After it was done, Aaron stood up and his pant legs were wet.  The little bag that was taped inside Michael’s diaper to collect his urine had leaked out.  We quickly laid Michael down for a diaper change so I could salvage whatever was left in the bag and put it in a specimen cup for the doctor to test for ketones.  Aaron rode with us back to the pediatrician office.  He could have driven himself.  I couldn’t have driven myself.

 

At the pediatrician office, Michael was more like himself.  He didn’t automatically scream anytime anyone walked into the room.  The nurse was able to test for ketones with the minimal amount of urine left in the collection bag.  The doctor came into the room and said that Michael’s ketone level was very high.  She said we didn’t need to wait until the reading came back from the lab for Michael’s official blood sugar level.  She gave us directions to Children’s Hospital Emergency Room.  She had already called the doctors up there and told them we were coming.  She said not to go home to pack a bag.  She said to drive straight to the hospital.  She gave me her cell number and told me to call her if we weren’t being treated fast enough or if anyone was rude to us at all.  I gave her my number at her request so that she could call me when Michael’s official blood sugar level was called in to her from the Montgomery lab.  Aaron picked up Michael in his arms, and we were on our way. 

 

We decided that although we didn’t have to stay long enough to pack a bag, we would have to swing by our house to get our dog, my thyroid medicine, and Michael’s birth certificate and Social Security card just in case.  We phoned Aaron’s mom on our way to our house.  She was watching our 7 month old and he would have to stay the night.  We made arrangements with her for Aaron’s car to be driven to her house.

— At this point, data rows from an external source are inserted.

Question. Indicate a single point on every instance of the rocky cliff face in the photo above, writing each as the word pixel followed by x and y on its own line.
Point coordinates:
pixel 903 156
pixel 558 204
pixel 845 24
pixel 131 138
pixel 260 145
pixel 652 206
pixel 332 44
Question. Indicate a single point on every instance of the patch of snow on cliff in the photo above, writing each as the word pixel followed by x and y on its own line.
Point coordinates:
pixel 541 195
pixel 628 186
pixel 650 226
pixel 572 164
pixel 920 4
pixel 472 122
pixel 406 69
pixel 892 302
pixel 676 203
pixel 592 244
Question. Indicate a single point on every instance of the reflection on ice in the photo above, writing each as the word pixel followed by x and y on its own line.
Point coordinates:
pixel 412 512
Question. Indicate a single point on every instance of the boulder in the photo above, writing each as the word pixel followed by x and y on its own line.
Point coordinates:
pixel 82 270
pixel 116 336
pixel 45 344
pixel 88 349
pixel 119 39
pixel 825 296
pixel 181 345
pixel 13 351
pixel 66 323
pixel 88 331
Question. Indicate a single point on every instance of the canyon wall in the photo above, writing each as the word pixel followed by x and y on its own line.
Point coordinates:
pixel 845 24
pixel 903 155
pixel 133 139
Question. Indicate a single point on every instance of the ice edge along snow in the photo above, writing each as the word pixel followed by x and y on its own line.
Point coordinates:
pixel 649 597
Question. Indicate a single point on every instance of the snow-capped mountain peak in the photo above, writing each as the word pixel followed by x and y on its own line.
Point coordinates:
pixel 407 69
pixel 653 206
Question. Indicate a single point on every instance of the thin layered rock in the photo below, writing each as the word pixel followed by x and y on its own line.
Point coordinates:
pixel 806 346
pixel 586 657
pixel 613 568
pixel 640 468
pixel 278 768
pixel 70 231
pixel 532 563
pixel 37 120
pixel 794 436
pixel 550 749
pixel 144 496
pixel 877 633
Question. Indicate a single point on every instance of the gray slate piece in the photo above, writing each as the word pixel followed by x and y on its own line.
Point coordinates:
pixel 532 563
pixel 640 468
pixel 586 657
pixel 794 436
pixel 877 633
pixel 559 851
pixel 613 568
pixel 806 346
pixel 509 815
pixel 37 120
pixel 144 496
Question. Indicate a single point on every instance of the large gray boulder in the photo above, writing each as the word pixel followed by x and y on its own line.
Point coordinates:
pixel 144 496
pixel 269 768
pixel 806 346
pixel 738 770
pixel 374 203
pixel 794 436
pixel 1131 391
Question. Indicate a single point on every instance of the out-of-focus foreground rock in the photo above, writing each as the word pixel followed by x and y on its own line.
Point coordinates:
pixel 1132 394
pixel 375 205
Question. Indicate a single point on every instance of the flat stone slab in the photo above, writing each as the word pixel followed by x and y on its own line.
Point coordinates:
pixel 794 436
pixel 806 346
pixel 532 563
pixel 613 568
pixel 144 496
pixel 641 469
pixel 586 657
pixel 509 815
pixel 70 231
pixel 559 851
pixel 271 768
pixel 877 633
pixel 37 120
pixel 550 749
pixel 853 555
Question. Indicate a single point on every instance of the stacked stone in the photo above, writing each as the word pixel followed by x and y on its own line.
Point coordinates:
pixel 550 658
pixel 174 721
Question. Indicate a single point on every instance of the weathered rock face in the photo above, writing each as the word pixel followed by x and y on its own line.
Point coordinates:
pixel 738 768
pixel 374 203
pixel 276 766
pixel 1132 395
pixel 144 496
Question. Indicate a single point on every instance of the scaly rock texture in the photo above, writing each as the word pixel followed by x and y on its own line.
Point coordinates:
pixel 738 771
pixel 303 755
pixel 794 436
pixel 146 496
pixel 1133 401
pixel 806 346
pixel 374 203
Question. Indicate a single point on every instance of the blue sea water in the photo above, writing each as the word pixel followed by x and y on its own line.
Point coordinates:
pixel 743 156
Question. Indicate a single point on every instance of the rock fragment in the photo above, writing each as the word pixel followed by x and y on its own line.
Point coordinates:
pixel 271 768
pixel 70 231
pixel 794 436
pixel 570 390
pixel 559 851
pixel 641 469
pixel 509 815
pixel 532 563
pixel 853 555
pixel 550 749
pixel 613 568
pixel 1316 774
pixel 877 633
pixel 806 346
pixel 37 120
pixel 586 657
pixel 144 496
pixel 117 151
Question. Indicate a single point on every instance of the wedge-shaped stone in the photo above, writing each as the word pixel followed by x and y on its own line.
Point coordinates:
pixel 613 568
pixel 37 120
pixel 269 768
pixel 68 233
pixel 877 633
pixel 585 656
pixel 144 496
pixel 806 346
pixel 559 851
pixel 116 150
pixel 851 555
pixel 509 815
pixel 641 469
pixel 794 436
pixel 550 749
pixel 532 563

While I sat in the car with Michael at our house while Aaron ran inside to get the dog, my meds, and our whole lock box so I could get Michael's birth certificate and social security card on our way to Aaron's mom's house, the pediatrician called with Michael's blood sugar level. It was 823.

We quickly pulled into my mother in law's driveway. Aaron took our dog inside their house so that they could later take him down to my parents' house. My mother in law brought out Michael's ninja turtles suitcase filled with some of his favorite toys. We were told by our pediatrician not to grab any diapers or clothes-- that children's hospital would have diapers. Arrangements were made for Aaron's stepdad and our church associate pastor and dear friend to go get Aaron's car which was still parked at the lab in Prattville. My mother in law held out Noah to us so that we could give him kisses and hugs before we left. It broke my heart to leave him. After all, Michael didn't spend the night away from us until he was over a year old. Noah was having to do it at 7 months. Fortunately, my mother in law had spare formula, baby food, diapers and clothes for him. So I knew he'd be good for a few days.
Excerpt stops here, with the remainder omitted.